Poesía de Colombia
Poemas de Epifanio Mejía
Epifanio Mejía Quijano, la pluma inmortal de las montañas antioqueñas, nació el 9 de abril de 1838 en Yarumal, Colombia. Su poesía, como un río que serpentea entre las páginas del tiempo, dejó una huella imborrable en la literatura colombiana. Primogénito de Ramón Mejía y Luisa Quijano, Epifanio creció en la finca “El Caunce”, entre montañas que acunaron sus sueños y alimentaron su espíritu.
Su travesía literaria comenzó en la rudimentaria escuela del pueblo, donde las letras se volvieron sus confidentes. La partida de su padre marcó un cambio en su adolescencia, llevándolo a Medellín, donde el bullicio de la ciudad contrastaba con sus raíces montañesas. En las telas de un almacén yace el origen de sus versos, que, como mariposas, comenzaron a danzar en la sociedad medellinense.
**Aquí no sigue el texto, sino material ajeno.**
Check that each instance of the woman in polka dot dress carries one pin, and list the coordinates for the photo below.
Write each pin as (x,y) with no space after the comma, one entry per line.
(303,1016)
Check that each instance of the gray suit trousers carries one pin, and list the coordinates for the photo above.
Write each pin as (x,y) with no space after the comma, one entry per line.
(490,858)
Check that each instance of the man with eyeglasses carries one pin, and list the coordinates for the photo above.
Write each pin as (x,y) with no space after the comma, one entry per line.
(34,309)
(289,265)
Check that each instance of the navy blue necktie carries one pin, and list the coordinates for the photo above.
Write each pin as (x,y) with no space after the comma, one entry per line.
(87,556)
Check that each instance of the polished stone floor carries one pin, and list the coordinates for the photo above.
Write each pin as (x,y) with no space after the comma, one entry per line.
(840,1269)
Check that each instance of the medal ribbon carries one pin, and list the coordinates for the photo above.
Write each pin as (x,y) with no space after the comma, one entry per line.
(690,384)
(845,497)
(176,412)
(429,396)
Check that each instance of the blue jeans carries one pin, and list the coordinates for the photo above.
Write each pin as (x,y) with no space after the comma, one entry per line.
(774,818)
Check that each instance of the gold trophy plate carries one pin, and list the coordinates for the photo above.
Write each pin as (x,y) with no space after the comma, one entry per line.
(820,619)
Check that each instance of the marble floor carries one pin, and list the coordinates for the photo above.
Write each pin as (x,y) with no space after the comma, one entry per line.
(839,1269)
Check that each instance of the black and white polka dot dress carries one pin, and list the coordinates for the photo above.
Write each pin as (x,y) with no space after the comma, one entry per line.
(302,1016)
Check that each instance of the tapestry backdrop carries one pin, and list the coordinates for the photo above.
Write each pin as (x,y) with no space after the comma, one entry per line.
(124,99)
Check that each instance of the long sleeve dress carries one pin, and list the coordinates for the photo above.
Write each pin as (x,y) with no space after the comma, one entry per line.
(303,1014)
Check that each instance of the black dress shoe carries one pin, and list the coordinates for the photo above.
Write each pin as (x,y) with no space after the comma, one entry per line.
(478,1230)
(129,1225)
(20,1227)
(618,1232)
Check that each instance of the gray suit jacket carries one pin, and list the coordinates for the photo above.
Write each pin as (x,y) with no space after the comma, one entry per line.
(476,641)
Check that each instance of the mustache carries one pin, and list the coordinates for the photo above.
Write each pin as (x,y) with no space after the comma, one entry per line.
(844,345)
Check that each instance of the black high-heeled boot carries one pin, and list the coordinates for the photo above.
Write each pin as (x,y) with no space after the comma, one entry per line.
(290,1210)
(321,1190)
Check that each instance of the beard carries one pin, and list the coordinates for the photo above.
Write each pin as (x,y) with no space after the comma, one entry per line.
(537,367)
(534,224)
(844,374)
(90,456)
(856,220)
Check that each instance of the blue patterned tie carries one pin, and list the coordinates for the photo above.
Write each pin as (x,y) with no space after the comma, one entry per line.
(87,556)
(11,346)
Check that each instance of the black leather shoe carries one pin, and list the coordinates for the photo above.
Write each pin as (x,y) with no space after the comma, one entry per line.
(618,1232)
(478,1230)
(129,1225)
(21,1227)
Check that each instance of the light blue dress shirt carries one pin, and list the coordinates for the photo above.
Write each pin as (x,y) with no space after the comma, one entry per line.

El amor lo encontró en Ana Joaquina Ochoa, con quien tejó el lienzo de su vida y engendró doce hijos. En la calle “Chumbimbo“, hoy Sucre, forjó su independencia económica mientras derramaba su alma en versos dedicados a su amada Anita. Sin embargo, las sombras del desequilibrio mental lo persiguieron, llevándolo a la oscura senda del manicomio en 1870.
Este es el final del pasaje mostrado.